Written demand or notice OR written or verbal demand or notice
Demand or notice for compensation or damages OR demand or notice seeking a legal remedy (including injunctions)
The sooner it is possible to move from the "circumstance that might bring about a claim" to a genuine claim to that your policy responds the higher. A written demand or notice seeking a legal remedy would supply the broadest definition of claim. Similarly, legal remedy language would respond when there's yet to be, or is not any claim for damages.

Each insurer's definition varies and that means you should browse the policy carefully. It really is imperative that you will be alert to the policy definition of claim to enable you to identify whenever a claim has been made against you. Because of the claims made and notified nature of PI policies highlighted above, failure to declare a claim or circumstance could jeopardise cover. Policies include a prior knowledge / prior circumstance exclusion, which remove cover for circumstances you're aware of ahead of inception of the policy. A lot of disputes and indemnification issues relate with such exclusions.

Reinstatement versus Aggregate Limit

On the facial skin of it, a limit of indemnity with a reinstatement and a limit of indemnity having an aggregate of double the limit can happen to function as same.
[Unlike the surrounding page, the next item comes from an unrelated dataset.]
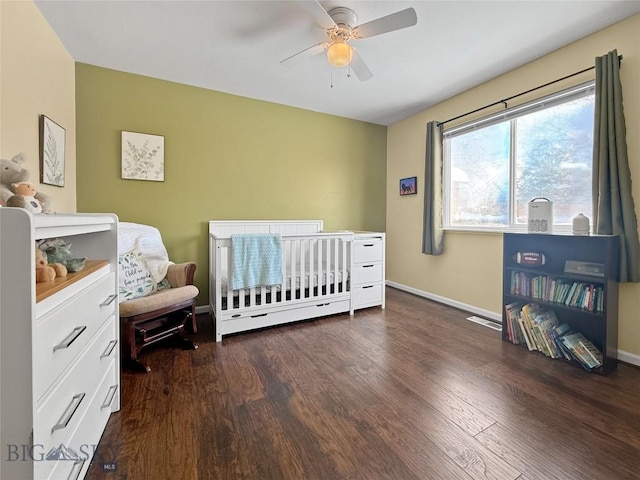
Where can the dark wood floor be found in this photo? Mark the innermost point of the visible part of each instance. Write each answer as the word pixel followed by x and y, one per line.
pixel 411 392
Regarding a reinstatement, where there's been a loss and the limit has been exhausted or partially exhausted, the insurer will reinstate the entire limit of indemnity for the rest of the time. An aggregate limit alternatively you could end up multiple reinstatements of the limit before aggregate limit is exhausted.

The easiest way to show is with a good example. An insured includes a PI policy with a $1M limit of indemnity and something automatic reinstatement. Three separate claims are brought against them through the policy period with costs and compensation totalling $250K, $1M, and another for $250K (for the reason that order). Following the initial claim, the insurer would reinstate the entire $1M limit, despite the fact that there's only been a partial exhaustion. Another claim was a limit loss which may fully exhaust the available per claim limit and aggregate designed for the remainder of the time. The next claim of $250K would therefore be uninsured.

On the other hand, if the policy had aggregate limit of $2M the available limit for the policy period would only be reduced by the quantity of the claim/s. In the aforementioned example, all claims will be paid by the policy and there will be an additional $500K designed for the remainder of the time.

This can be a subtle variation but certainly important where there's the prospect of multiple claims. The wording of the reinstatement clause differs from insurer to insurer plus some effectively offer an aggregate limit. Much like every item discussed, you should browse the product carefully.

Every policy differs and the headings and words used usually do not always carry exactly the same meaning. You should browse the document carefully to comprehend the amount of cover provided. Probably the most comprehensive policy may possibly not be probably the most expensive and, even though it really is, the enhanced coverage afforded may warrant the excess expenditure.